調査報告

 第4階層を2時間程調査した俺達は、セーフ・エリアに戻ってから外に出た。

 いや、調査って言っても、セーフ・エリア周辺の海を少し回って、出てきた魔物を倒してただけなんだが。

 本来ならもっと調査を続けたかったんだが、明後日はフロートで会議があるし、クラテル迷宮の調査報告もしなきゃいけないから、残念ながら離脱せざるを得なかった。

 狩った魔物はビッグファング・ホエール以外だとキラー・ホエール、ブレード・フィッシュ、グレートブレード・フィッシュ、シー・ヴァイパー、シー・サーペントぐらいだったな。

 とはいえ第3階層までに狩った魔物がアホみたく多くて、合計すると1,000匹は超えてるんだよ。

 さすがにクラテルだけじゃ捌けないから、ベスティアやフロート、フィールでも売り払うつもりだが、それでも全部は厳しいか。


「総討伐数1,652匹ですね。とんでもない数でした」


 フラムがクエスティングを確認してくれたが、予想よりも1,5倍以上多かった。


「それではクラテルに戻りましょう」

「そうね。報告は早い方が良いし、買い取ってもらう魔物もあるから、あまり時間を掛けたくはないわ」


 そりゃそうだ。

 あと魔物は、予定通りクラテル、ベスティア、フィール、フロートで買い取ってもらうことで話はまとまってるが、ベスティアは明日、フロートは明後日以降と決まった。

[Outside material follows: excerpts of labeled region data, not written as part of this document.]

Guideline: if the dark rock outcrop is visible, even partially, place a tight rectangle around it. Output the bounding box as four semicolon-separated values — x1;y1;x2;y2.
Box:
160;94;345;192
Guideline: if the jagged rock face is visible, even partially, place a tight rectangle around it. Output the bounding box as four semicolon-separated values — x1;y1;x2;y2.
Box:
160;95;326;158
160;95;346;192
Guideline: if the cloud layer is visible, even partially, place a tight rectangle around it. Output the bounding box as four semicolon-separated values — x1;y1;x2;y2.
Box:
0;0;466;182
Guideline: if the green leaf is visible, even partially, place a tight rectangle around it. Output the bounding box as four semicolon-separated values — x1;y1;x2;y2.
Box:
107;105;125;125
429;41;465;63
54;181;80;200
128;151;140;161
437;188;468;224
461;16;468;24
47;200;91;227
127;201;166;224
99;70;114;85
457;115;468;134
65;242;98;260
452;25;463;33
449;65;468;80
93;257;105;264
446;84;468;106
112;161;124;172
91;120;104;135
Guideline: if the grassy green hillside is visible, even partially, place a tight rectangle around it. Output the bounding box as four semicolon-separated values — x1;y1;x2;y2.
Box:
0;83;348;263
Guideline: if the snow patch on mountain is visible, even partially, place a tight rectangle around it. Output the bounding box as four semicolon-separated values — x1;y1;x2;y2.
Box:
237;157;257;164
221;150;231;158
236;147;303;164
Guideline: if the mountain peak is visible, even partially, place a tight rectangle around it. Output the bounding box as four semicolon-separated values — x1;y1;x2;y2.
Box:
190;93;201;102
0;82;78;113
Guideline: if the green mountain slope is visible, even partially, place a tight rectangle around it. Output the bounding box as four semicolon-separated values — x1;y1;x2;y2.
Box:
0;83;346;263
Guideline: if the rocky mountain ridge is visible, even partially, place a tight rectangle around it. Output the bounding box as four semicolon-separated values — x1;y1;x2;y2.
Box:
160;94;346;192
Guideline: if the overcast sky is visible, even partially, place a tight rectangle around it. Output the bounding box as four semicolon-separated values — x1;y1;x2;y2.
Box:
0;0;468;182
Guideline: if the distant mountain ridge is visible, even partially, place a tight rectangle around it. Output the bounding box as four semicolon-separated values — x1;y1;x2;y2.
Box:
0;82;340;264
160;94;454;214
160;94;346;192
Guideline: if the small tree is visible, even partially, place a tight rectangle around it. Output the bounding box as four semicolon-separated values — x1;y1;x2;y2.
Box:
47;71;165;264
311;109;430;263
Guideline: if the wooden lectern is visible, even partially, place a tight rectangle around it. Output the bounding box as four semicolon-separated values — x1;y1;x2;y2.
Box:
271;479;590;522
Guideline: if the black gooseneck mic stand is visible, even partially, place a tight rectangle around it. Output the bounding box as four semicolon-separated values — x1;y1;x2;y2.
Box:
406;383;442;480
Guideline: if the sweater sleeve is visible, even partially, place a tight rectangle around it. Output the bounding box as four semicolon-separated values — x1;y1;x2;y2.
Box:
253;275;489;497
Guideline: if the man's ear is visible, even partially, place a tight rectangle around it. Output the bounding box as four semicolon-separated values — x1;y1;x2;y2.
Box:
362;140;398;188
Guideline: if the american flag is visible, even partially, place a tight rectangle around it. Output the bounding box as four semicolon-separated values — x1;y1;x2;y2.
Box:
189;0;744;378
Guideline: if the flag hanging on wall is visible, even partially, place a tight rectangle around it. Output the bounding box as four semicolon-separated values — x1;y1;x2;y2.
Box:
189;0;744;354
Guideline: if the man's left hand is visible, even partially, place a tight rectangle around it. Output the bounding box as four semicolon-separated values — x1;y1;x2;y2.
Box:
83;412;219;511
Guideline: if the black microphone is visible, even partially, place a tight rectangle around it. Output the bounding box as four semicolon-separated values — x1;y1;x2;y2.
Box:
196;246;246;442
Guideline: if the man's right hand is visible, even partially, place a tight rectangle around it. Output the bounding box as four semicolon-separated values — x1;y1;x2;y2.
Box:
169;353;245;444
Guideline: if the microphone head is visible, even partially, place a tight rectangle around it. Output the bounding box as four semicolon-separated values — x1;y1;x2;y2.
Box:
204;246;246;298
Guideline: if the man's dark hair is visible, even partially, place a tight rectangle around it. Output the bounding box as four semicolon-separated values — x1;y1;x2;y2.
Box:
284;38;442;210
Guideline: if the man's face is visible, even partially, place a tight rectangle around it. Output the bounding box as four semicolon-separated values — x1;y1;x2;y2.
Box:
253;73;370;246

 明日は休養日に当ててるし、ヒルデがトラベリングを習得できるように手伝う予定にもなってるから丁度良い。


「お帰りなさいませ、陛下」

「はい、ただいま戻りました」


 クラテルまで俺のトラベリングで転移して、ハンターズギルドに到着して帰還を告げると、すぐに第10鑑定室に通されて、ハンターズマスターのカルロス・エスパーダさん、セイバーズマスターのシャーロット・ヘルファルテさん、そしてセルティナさんがやってきた。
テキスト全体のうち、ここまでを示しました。